Ein Termin, der vergangene Woche anberaumt war, wurde mittlerweile auf Dezember verlegt. Aus Sicht von Pro-Rauchfrei-Anwalt Weinberger ist die Situation klar: Wenn der Wirt der Enoteca im Winter die Seitenwände des Pavillons einzieht, sei dieser rechtlich gesehen als geschlossener Nebenraum zu betrachten. Und in einem solchen dürfe in Bayern nicht geraucht werden. Der offene Pavillon im Sommer sei dagegen kein Problem, so der Jurist.

Aktivist von Pro Rauchfrei schießt Fotos von qualmender Frau

Das Gesundheitsamt Fürstenfeldbruck bestätigt diese Auffassung. Ein auf allen Seiten geschlossenes Zelt, auch ein Pavillon, gelte als geschlossener Raum. Dort sei Rauchen nicht erlaubt – auch wenn man ein Hinweisschild aufhänge. Das ändere sich allerdings schon, wenn der Pavillon auf nur einer Seite offen sei.

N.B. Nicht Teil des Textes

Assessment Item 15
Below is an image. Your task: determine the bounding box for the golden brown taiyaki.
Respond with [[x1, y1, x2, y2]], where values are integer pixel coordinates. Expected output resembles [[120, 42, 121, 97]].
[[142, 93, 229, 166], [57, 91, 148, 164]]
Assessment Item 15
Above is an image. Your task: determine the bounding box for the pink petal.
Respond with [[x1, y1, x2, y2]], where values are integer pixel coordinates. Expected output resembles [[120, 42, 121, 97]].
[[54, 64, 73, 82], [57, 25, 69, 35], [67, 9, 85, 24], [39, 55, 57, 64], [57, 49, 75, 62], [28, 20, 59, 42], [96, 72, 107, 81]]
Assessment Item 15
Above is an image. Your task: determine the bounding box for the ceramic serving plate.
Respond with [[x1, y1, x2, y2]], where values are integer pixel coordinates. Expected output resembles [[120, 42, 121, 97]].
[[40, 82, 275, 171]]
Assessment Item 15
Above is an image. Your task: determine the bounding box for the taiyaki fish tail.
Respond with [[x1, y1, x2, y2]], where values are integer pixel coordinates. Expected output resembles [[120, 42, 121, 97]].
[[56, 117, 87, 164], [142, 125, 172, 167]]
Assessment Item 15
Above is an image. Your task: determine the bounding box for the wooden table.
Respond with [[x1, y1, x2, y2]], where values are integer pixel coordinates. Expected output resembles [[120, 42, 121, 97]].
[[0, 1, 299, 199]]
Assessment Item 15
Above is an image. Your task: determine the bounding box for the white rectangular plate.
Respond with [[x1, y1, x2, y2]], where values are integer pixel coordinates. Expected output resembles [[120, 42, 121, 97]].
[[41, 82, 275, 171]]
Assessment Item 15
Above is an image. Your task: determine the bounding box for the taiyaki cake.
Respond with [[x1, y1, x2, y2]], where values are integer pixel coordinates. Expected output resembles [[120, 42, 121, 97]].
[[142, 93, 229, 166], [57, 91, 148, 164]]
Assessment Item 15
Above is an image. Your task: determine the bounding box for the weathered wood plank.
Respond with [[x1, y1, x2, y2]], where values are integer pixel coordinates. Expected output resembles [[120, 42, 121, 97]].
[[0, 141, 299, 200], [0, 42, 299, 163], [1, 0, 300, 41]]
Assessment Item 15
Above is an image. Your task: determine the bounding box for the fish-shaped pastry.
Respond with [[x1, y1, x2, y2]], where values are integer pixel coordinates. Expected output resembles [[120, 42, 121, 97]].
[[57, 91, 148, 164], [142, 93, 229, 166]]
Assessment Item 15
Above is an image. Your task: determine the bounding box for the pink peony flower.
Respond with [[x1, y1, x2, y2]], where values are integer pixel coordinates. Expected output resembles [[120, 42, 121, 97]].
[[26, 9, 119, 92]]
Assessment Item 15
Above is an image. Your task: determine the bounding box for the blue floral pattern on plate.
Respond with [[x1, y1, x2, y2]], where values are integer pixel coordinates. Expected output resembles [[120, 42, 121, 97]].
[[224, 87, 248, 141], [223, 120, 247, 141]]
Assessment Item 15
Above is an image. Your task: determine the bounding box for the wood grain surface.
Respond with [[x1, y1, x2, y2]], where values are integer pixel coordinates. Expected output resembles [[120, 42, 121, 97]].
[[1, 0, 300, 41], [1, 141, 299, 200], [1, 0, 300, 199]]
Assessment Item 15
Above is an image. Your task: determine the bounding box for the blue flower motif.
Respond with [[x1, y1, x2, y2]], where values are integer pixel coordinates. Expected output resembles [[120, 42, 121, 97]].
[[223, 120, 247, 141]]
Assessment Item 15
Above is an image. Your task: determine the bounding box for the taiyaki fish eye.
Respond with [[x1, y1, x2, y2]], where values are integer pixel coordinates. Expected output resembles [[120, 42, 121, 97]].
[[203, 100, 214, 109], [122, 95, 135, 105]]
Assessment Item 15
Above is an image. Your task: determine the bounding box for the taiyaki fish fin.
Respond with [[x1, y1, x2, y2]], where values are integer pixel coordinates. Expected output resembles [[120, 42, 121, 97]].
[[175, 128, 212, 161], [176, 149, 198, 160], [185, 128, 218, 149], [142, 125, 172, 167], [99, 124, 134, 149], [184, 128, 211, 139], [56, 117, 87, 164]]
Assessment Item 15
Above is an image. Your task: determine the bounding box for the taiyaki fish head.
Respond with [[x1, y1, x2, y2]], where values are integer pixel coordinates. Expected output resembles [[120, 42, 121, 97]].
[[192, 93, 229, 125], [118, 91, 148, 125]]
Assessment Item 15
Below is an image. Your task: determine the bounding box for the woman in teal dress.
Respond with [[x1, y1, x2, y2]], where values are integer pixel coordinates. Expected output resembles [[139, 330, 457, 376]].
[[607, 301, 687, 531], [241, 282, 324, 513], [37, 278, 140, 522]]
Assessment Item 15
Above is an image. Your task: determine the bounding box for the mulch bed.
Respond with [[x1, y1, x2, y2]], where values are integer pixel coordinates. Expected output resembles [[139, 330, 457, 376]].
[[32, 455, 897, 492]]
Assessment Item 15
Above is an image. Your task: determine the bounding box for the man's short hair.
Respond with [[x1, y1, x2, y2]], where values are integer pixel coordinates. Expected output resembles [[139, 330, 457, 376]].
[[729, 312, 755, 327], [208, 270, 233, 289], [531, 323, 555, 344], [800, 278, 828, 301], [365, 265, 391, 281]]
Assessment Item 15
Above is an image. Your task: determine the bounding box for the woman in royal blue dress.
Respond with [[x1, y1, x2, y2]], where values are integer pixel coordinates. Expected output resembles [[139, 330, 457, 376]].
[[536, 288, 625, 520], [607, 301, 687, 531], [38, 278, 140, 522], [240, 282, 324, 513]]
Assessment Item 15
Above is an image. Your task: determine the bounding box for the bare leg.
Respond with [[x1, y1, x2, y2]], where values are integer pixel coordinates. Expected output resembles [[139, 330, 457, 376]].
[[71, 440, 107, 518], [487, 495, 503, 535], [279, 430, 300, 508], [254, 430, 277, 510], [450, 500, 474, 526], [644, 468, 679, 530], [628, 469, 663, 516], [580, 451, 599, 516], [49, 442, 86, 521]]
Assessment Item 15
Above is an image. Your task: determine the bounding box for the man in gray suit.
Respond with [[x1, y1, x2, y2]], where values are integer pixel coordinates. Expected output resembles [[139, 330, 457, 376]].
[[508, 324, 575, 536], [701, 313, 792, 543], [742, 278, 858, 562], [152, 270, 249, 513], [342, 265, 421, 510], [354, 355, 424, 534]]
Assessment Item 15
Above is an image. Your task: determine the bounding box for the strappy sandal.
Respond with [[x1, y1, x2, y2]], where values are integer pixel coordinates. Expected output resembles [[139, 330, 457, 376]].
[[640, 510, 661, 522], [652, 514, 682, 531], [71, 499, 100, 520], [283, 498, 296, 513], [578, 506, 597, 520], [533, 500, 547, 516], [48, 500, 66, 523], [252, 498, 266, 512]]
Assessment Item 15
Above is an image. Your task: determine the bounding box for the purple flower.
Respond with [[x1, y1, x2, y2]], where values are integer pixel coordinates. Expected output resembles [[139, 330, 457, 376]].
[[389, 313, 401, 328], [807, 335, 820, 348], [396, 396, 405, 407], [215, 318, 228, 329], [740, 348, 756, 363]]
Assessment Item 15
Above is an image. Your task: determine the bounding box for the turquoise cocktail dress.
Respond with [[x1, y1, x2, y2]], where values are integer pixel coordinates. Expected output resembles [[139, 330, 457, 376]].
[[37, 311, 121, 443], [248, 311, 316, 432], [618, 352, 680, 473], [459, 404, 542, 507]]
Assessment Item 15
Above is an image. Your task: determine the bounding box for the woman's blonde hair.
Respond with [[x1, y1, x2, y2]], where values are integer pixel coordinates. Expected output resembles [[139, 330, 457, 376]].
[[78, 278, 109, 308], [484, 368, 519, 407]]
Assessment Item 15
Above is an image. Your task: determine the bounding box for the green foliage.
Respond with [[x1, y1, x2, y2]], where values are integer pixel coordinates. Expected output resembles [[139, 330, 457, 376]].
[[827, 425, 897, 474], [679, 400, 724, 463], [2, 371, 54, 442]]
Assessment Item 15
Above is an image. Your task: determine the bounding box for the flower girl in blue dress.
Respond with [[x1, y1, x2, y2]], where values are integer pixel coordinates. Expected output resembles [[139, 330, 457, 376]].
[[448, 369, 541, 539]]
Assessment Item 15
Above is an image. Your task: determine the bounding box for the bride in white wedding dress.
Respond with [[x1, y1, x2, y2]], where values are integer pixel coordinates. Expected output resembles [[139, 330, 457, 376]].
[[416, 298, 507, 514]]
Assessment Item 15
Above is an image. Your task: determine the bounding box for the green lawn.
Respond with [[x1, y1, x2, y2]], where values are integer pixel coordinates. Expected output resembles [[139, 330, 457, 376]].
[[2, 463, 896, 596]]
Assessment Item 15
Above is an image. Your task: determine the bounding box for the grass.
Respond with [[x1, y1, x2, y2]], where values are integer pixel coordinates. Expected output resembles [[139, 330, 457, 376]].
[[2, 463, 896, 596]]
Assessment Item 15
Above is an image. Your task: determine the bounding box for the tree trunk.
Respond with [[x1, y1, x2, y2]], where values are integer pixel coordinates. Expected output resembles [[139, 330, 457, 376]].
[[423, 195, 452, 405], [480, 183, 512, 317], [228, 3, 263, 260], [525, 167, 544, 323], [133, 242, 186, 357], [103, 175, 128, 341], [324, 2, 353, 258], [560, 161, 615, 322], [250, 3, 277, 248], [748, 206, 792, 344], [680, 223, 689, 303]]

Auf die Situation am Kleinen Stachus ist Pro Rauchfrei laut Fastl durch ein Kraillinger Mitglied des Vereins aufmerksam gemacht worden. Das habe im vergangenen Dezember Fotos von einer im Pavillon rauchenden Frau gemacht und diese an den Verein und auch ans Fürstenfeldbrucker Gesundheitsamt weiter geleitet. Diese Foto können laut Fastl auch noch Anlass für ein eigenes Gerichtsfverfahren werden. Die rauchende Frau sei da eindeutig zu erkennen. Sie überlege sich eine Klage wegen Verletzung des Persönlichkeitsrechts.